Exploiting SQL Injection in ORDER BY on Oracle

Consider the following piece of code:


$sql = "SELECT something FROM some_table WHERE id=? ORDER BY $column_name";

The WHERE clause is parametrized, but the ORDER BY isn't. This happens often enough. Assuming that $column_name comes from user input, this code is vulnerable to SQL injection.

The way to exploit such SQL injection on MySQL backend is described by Sumit Siddharth here and by Jacco van Tuijl here

I couldn't find any clues for Oracle though, so now that I have figured it out, here is how.

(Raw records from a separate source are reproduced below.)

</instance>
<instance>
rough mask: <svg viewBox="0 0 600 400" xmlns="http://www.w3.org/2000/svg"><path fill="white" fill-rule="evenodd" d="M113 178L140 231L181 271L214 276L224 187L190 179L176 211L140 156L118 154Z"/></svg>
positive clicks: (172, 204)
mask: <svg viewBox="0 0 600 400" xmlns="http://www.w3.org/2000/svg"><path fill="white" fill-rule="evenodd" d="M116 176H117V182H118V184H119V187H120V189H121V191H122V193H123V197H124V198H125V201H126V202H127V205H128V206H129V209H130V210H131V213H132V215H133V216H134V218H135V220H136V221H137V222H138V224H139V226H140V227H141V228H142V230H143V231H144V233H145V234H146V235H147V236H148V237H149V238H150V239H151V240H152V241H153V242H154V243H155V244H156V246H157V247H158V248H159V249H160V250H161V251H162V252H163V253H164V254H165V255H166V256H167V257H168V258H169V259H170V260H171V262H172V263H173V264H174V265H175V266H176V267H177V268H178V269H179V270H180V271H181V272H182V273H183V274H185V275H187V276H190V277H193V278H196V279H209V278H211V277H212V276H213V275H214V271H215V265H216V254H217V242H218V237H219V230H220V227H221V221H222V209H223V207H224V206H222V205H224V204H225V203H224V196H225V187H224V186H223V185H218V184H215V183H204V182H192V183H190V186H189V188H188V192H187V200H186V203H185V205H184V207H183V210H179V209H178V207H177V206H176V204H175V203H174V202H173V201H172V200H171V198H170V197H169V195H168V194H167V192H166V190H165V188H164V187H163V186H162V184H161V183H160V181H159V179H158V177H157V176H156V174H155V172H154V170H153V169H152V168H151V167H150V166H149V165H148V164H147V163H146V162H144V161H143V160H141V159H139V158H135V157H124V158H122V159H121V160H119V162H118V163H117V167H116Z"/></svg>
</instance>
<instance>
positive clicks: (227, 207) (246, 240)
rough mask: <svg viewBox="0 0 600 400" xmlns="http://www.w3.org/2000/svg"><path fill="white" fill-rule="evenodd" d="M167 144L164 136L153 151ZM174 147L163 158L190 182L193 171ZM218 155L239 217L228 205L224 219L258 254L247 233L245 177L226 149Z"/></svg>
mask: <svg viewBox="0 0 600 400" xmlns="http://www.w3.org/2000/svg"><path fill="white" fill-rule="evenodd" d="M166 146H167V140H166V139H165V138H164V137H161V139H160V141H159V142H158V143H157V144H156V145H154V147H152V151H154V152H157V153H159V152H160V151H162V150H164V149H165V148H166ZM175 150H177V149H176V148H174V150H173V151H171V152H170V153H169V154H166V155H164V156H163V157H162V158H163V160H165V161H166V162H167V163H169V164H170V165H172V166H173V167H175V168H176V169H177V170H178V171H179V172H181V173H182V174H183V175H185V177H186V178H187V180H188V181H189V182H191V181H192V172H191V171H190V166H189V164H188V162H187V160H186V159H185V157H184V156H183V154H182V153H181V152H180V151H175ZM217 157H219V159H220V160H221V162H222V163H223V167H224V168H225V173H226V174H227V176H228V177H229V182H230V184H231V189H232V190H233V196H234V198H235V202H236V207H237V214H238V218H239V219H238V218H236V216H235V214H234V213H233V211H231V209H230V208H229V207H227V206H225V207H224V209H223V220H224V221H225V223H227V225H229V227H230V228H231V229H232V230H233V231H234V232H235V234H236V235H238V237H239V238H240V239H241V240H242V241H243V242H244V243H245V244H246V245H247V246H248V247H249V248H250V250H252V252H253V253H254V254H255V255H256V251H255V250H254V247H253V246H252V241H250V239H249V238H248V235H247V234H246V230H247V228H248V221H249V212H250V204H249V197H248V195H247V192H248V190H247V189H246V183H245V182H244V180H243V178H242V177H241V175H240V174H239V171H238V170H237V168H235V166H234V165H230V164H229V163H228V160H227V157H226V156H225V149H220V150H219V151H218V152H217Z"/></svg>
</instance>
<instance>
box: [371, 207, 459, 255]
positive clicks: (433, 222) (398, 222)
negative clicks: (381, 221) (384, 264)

This is a blind SQL injection technique - we'll have to extract one bit of info per query, using the order in which the data is returned by the application. Let's assume that the vulnerable script is called as vulnerable.php?sortcolumn=id . In this case it returns the following data:

  • foo
  • bar
  • baz

We can try sorting by other columns and see if the data gets returned in different order. Say, if we try vulnerable.php?sortcolumn=something, we get back:

  • bar
  • baz
  • foo

Now all we need to do is to get the query to sort the data by different column depending on the value of a given expression. In Oracle the following syntax works:


ORDER BY (case when ((boolean_expression)) then id else something end)

If boolean_expression is true the result will be sorted by id, otherwise by something.

So, the vulnerable script may be called like this:

vulnerable.php?sortcolumn=(case+when+((ASCII(SUBSTR((select+table_name+from+all_tables+where+rownum%3d1),1))>%3D128))+then+id+else+something+end)

This will extract the most significant bit of the first character of the first row returned by "select table_name from all_tables" query. Actually fetching significant amounts of data obviously requires automation.